In a way, VCs are trying to de-risk. If you’re tackling a B2C play, having years of experience in design, acquiring customers, or building products at B2C companies is a way for a VC to sit back and think to themselves — it’s a hard problem but so and so knows how to do it. They can remove that factor as an investment risk. The more the founder can alleviate the key risks in their startup’s market, the stronger the story.
Unfortunately at Alpe, we were missing that textbook answer. Guy and I didn’t have a B2C background. We didn’t have an educational or audio background. We’d never built an app before. Guy came from years in NLP and I came from a VC & automotive focused background.

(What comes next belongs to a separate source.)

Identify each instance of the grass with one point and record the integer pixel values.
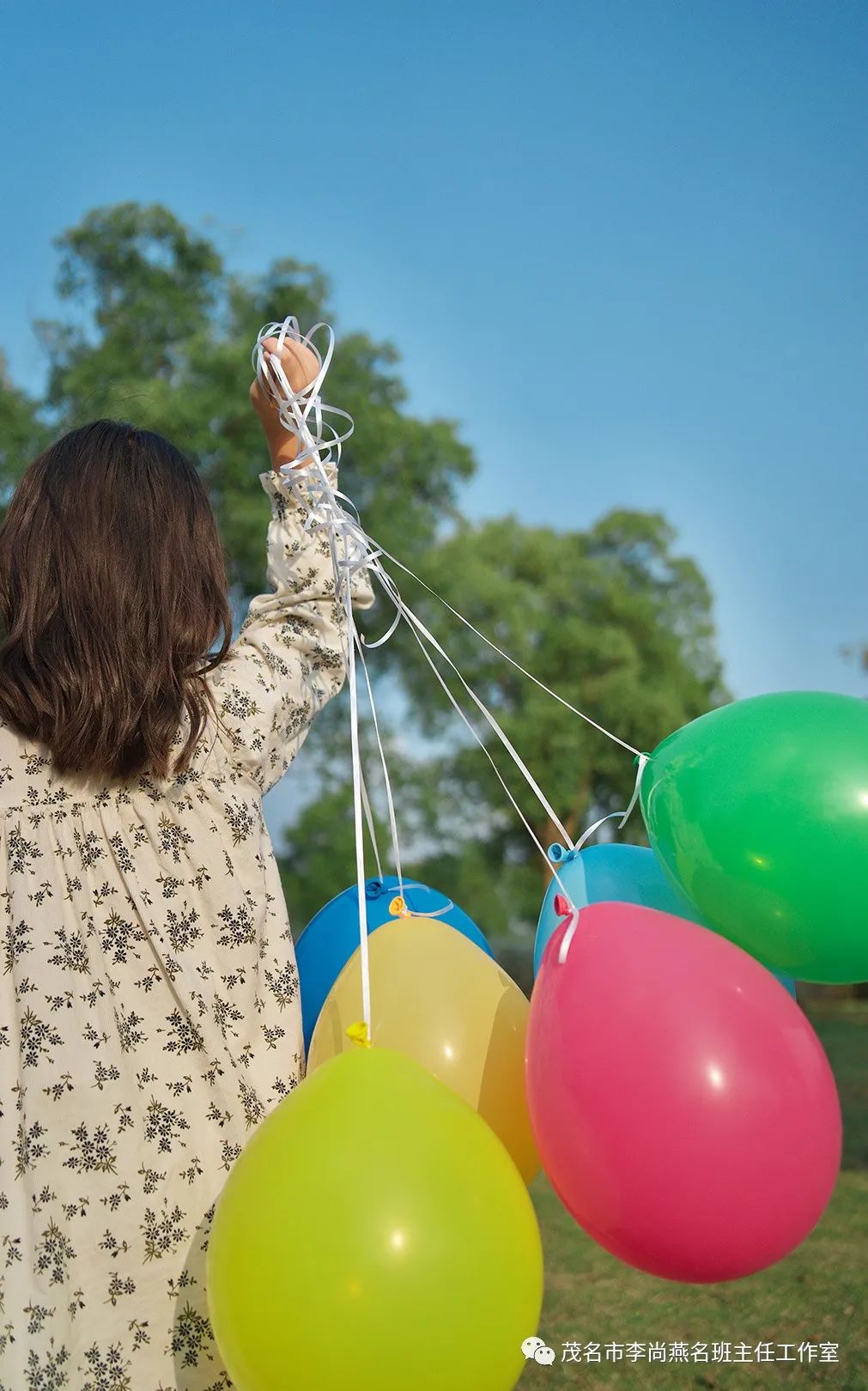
(816, 1296)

We were sorely lacking in that part of the story⁸.
Magic dust is the third part of the deal and it includes those ephemeral aspects of fundraising that can make or break a company: FOMO, momentum, the right timing or lucking out, and meeting the right investor who simply loves your idea.
Usually, having either a strong dose of magic dust or a strong case of founder-market fit is enough to get you on your way with the first round of capital⁹.
Fundraising is hard. It’s a full-time job, takes dedication, thick skin, and perseverance. There is no quick and easy formula and the process is full of self-doubt and too many expert opinions.
Read the blogs, do your research but trust yourself.